During network splits the cluster will become unavailable for a while, ie the
cluster is designed to survive failures of a few nodes in the cluster,
but it is not a suitable solution for applications that require
availability in the event of large net splits, however transaction
systems favour Consistency over Availability.
A key motivator for this new SlotStore backend is to address a common
problem with using the Narayana transaction stores on cloud platforms
when scaling down a node that has in doubt transactions which can leave
them unmanaged. Most cloud platforms can detect crashed nodes and
restart them but this must be carefully managed to ensure that the
restarted node is identically configured (same node identifier, same
transaction store and same resource adapters). The current cloud
solution, when running on Openshift, is to use a ReplicaSet and to veto
scale down until all transactions are completed which can take an
indeterminate amount of time, but if we can ask another member of the
deployment to finish these in doubt transactions then all but the last
node can be safely shutdown even with in doubt transactions. The
resulting increase in availability in the presence of node or network
failures is a significant benefit for transactional applications which,
after all, is key reason why businesses are embracing cloud based
deployments.
Remark: Redis is offered as a managed service on a majority of cloud
platforms which can help customers to get started with this solution.

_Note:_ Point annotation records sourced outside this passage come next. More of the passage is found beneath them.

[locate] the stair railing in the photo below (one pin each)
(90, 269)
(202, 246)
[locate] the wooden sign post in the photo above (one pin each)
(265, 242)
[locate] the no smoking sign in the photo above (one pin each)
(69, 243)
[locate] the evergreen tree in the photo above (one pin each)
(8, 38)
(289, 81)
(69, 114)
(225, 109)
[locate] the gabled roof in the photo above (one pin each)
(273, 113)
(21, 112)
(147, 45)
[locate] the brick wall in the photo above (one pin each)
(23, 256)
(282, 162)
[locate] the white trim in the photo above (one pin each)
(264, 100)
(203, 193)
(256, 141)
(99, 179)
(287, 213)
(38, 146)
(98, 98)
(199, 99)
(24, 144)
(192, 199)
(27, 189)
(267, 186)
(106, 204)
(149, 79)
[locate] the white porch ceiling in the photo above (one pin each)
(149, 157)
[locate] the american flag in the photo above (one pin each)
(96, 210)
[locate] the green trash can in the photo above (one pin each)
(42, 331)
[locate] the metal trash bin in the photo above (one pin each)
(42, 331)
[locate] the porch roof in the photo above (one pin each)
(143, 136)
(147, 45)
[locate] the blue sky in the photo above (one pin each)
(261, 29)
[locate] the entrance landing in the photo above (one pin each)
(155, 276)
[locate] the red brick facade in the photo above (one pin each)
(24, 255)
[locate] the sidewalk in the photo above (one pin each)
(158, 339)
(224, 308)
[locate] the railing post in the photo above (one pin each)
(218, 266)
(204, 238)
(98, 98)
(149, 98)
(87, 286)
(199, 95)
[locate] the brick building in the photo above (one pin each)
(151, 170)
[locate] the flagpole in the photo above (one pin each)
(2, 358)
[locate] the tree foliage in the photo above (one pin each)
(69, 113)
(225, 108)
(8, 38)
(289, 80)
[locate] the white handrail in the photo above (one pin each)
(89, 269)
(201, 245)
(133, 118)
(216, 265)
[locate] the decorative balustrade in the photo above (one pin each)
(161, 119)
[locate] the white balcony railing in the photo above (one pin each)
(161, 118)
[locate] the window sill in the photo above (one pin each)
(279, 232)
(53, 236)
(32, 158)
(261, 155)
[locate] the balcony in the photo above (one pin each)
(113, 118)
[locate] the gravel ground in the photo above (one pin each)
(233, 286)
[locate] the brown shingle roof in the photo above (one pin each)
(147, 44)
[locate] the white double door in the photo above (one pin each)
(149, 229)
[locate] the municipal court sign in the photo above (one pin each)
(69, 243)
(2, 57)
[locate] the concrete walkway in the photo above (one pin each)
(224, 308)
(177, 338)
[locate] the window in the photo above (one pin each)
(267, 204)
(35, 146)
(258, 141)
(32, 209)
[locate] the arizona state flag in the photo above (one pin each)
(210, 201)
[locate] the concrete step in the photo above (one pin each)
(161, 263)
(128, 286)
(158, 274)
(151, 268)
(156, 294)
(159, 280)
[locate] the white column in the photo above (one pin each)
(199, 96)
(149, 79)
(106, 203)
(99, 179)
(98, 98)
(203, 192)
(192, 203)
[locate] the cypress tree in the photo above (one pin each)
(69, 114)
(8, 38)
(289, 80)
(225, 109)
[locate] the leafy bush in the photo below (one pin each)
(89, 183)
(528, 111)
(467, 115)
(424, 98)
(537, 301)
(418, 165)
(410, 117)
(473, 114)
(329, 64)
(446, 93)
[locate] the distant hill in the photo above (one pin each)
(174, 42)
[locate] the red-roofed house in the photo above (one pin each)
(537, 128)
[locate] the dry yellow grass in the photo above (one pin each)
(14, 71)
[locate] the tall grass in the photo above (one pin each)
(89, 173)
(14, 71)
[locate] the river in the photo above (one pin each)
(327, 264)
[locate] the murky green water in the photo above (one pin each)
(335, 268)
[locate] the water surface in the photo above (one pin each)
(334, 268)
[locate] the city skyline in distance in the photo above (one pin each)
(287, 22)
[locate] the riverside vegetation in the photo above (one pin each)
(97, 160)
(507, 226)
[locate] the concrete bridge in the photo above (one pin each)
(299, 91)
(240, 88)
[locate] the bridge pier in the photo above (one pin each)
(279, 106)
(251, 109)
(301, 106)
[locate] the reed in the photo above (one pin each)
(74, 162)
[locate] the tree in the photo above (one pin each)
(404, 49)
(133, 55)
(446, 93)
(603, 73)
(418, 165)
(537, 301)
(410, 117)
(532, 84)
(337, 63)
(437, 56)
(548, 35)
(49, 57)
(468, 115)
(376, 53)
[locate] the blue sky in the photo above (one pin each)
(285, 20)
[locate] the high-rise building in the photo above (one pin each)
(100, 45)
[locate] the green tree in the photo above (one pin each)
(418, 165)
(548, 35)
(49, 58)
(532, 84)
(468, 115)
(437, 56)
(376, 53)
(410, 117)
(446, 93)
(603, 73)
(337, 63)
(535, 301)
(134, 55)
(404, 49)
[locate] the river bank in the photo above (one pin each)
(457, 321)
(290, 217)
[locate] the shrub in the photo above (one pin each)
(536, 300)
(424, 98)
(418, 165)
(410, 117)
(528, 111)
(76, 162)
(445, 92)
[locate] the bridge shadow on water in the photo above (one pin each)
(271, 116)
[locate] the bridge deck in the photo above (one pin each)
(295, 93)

But note that standard Redis excludes the RedisRaft module which is a
requirment for use as a transaction store.
A Redis backed store
Redis is a key value store. Keys are stored in hash slots and hash
slots are shared evenly amongst the shards (keys -> hash slots ->
shards), the redis cluster
specication contains the details. Re-sharding involves moving hash
slots to other nodes, impacting performance. Thus, if we can control
which hash slots the [slot store] keys map onto then we can improve
performance under both normal and failure conditions. This periodic
rebalancing of the cluster can be optimised if keys belonging to the
same recovery manager are stored in the same hash slot, additionally
having the keys, for a particular recovery node, colocated on a single
cluster node is good for the general performance of the transaction
store.
Also noteworthy is that the keys mapped to a particular hash slot can
operated upon transactionally,
which is not the case for keys in different slots, meaning that no
inter-node hand-shaking is required. This feature opens up the
possibility, perhaps, of allowing concurrent access to recovery logs by
different recovery managers - but that’s something for a future
iteration of the design, but if the logs in a store are shared then be
aware that some Narayana recovery modules cache records so those
implementations would need to re-evaluated, noting in particular that
Redis has support for optimistic concurrency using the watch API which
clients can use to observe updates to key values by other recovery
managers.
Key space design
A recovery manager has a unique node identifier. We’d like to be able
to form “recovery groups” such that any recovery manager in the group
can manage transactions created by the others, but not at the same time.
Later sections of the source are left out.